Can we use Inference Endpoints to make input a music file and output a music file?

Hello everyone, I’m exploring the use of Hugging Face’s Inference Endpoints for a project involving music files. My goal is to input a music file and have the model generate a music file as output. I understand that the feasibility of this would depend on the specific model being used and whether it has been trained to process and generate music files.

However, I’m aware that handling music files as direct output might not be possible at the moment. As an alternative, I’m considering having the output music file stored in an AWS S3 bucket or Google Cloud Storage after inference. Has anyone implemented something similar, or could provide guidance on how to achieve this?

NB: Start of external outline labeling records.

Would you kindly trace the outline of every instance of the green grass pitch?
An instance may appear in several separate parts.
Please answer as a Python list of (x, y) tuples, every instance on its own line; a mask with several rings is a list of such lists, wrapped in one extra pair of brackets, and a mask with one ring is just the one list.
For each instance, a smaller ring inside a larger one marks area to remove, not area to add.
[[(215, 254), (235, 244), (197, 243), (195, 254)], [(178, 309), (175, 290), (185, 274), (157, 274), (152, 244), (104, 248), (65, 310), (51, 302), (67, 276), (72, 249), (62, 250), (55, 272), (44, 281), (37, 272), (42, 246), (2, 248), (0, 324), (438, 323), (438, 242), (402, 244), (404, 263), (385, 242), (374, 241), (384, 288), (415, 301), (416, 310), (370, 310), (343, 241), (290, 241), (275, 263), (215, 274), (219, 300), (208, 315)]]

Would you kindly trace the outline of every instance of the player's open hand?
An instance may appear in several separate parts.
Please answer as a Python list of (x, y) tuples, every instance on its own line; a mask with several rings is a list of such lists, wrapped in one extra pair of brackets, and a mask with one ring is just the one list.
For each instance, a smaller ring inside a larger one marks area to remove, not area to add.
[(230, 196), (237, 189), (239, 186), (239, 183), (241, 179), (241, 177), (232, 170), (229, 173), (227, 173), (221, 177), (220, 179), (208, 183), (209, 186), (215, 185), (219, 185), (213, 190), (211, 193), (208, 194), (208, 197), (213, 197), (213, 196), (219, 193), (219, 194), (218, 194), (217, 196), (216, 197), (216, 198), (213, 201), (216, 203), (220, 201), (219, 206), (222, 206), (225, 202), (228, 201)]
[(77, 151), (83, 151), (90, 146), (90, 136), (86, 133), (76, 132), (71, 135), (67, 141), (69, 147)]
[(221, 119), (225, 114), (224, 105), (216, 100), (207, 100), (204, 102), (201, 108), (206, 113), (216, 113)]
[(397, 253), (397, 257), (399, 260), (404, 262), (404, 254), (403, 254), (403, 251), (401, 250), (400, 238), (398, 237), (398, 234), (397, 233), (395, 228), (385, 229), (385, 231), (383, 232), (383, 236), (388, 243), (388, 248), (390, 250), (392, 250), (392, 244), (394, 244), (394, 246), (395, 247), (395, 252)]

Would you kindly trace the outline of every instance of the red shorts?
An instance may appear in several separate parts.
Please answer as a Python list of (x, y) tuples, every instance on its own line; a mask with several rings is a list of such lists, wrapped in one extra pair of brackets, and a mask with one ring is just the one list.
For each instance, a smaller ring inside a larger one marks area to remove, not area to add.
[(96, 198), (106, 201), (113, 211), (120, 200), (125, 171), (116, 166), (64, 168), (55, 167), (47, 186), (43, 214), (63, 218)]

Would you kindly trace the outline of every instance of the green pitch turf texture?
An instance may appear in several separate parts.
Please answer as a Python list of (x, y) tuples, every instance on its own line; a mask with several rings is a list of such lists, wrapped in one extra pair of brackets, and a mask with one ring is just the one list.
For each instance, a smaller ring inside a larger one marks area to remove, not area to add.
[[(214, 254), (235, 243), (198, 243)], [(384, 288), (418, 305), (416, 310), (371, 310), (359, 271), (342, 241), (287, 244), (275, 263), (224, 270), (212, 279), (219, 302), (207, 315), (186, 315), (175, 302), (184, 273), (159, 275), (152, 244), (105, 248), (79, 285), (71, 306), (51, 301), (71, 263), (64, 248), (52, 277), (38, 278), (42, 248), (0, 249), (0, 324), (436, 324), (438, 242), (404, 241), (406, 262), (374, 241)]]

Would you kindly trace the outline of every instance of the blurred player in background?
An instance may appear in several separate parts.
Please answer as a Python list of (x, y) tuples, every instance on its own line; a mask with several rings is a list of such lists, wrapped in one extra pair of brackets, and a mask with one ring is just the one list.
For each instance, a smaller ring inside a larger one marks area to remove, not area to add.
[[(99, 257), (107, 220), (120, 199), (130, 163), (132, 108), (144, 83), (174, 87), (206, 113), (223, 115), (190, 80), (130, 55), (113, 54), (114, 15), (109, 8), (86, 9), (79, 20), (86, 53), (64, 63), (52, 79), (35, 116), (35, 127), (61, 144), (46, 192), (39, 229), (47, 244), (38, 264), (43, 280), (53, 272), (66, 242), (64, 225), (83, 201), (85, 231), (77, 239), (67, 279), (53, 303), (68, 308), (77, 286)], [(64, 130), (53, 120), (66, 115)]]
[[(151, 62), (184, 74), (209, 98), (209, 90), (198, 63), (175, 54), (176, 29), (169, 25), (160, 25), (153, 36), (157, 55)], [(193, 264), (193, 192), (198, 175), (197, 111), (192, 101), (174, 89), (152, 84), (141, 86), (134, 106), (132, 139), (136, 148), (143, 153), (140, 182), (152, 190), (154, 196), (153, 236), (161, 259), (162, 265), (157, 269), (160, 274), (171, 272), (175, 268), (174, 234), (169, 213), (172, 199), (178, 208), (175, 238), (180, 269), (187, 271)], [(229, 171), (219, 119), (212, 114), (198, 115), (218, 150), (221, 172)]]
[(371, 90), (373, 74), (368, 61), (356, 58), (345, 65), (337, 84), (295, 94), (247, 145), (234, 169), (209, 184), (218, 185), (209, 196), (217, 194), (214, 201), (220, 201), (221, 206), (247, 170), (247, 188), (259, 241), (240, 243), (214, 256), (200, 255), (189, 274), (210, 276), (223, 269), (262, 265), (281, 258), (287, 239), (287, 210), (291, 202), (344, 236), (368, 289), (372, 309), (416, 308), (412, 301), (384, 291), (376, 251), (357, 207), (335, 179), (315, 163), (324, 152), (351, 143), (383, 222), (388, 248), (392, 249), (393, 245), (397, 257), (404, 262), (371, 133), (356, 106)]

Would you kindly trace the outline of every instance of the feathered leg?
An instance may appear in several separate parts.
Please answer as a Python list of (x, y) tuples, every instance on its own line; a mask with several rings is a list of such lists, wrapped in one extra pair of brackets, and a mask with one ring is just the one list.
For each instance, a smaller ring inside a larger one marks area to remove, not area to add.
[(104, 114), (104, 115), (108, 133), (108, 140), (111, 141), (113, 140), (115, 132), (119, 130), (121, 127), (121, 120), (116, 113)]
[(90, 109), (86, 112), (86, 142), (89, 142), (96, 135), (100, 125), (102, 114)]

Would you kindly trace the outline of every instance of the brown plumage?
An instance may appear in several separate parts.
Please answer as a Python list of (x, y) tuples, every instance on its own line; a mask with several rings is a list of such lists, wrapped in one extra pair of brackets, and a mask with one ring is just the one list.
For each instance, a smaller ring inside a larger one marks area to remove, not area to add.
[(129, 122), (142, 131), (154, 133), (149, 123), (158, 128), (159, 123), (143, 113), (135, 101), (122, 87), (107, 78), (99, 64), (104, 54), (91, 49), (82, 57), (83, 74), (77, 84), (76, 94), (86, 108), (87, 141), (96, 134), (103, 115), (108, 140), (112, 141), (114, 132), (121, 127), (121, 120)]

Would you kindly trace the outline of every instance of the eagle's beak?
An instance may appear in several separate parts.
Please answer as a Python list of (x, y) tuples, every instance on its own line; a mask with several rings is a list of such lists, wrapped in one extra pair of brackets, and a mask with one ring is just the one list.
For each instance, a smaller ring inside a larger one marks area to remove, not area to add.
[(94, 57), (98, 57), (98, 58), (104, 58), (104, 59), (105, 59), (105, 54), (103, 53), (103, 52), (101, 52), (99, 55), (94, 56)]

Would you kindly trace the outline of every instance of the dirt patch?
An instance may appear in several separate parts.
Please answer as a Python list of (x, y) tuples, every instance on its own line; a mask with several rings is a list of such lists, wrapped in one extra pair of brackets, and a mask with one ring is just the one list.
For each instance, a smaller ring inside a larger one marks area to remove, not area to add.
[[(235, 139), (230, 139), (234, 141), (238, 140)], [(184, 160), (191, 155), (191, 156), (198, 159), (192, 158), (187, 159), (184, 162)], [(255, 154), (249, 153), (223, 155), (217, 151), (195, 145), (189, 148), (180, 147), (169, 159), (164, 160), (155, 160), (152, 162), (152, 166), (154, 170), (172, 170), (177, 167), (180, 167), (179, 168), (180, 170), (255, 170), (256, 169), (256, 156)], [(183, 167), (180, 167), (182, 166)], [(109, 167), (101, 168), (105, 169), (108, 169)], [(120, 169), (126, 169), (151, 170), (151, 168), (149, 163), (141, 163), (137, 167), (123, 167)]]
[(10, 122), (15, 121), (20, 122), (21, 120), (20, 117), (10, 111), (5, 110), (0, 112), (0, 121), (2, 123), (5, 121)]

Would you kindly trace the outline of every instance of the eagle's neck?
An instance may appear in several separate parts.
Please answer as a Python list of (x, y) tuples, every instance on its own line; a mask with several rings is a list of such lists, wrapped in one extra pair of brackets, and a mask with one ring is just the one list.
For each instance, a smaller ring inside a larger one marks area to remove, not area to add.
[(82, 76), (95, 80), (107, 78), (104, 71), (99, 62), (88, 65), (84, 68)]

Are there any specific models (as example) you would recommend for this task?

Thank you in advance for your help.

You can also encode your audio file with base64 and return it as string, but uploading to s3 and then returning the URL makes more sense especially for larger files.

1 Like

Thank you for your response, @philschmid

I agree that uploading the output music file to a cloud storage service like Amazon S3 or Google Cloud Storage and then returning the URL seems to be a more efficient and practical solution, especially for larger files.
This approach would also provide a more seamless experience for users, as they can directly download the file from the provided URL.

Thanks again for your help!

I was looking for documentation on saving to an arbitrary storage (assuming access permissions are controlled by environment variables).

I would like to set environment variables for each endpoint, but I can’t seem to find it in the documentation. Maybe it can’t be done…?

have you succeeded in your task
is your model on rvc architecture by any chance?

have you succeeded
was your model RVC?